A revista de cultura e celebridades não resistiu ao clima de recessão depois dos atentados; segundo o sítio AdAge.com (18/1/02), o prejuízo chega a US$ 50 milhões. Graças à queda brutal de faturamento publicitário, vários outros títulos conhecidos fecharam, como Mademoiselle, uma das mais antigas revistas femininas do país. Reshma Kapadia [Reuters, 18/1/02] informa que a editora Talk Miramax Books, controlada pela Miramax Films ? empresa da Disney ?, não foi afetada e continuará a operar normalmente.

 


Para aqueles que os conhecem, eles formam um casal improvável. Maxim, a irreverente revista masculina cujo slogan é "a melhor coisa que aconteceu ao homem depois da mulher", e Cosmopolitan, para mulheres "divertidas e corajosas", produziram juntas uma reportagem que será publicada na edição de março das duas. O título: "A guerra entre o sexos… acabou!".

O artigo ? chamado de "tratado de paz" pelos editores ? é uma jogada de marketing descarada em meio ao clima pobre de publicidade. Em 2001, as páginas de anúncio da Cosmo caíram 7% e as da Maxim, 2%; ambas perderam venda em bancas. A cooperação editorial entre revistas de companhias diferentes é algo raro, tornando o pacto de ocasião ainda mais inusitado: a Cosmo é uma noiva tradicional, lançada em 1886 e comprada pela Hearst Magazines em 1906; já Maxim é publicada há apenas cinco anos nos EUA, pela britânica Dennis Publishing.

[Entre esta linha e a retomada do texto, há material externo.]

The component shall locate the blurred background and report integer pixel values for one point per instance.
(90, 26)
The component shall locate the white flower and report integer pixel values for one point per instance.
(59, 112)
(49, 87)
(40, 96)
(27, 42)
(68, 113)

A idéia foi de Keith Blanchard, editor-chefe da Maxim. Segundo Matthew Rose [The Wall Street Journal, 14/1/02], a matéria trata de assuntos "espinhosos" nos relacionamentos, como sexo e troca de presentes, discutidos pelos editores num bar. O artigo não tem a mesma forma nos dois títulos: enquanto a Maxim dedica seis páginas e comentários sarcásticos ao "tratado", a Cosmo lhe dá três páginas e apresentação mais direta. Ambas recomendam aos leitores que façam sua cara metade ler a outra revista.

E por falar em casamento, a separação agora é oficial: a Primedia vai vender a Modern Bride por US$ 52 milhões. Entre os interessadas estava a Martha Stewart Living Omnimedia, que perdeu para a Conde Nast. A editora já publica a revista Bride?s, a mais forte das duas, com circulação um pouco superior e maior número de páginas de anúncios. Keith J. Kelly [New York Post, 15/1/02] conta que a Conde Nast ainda não declarou o que vai fazer com a revista ou com a equipe.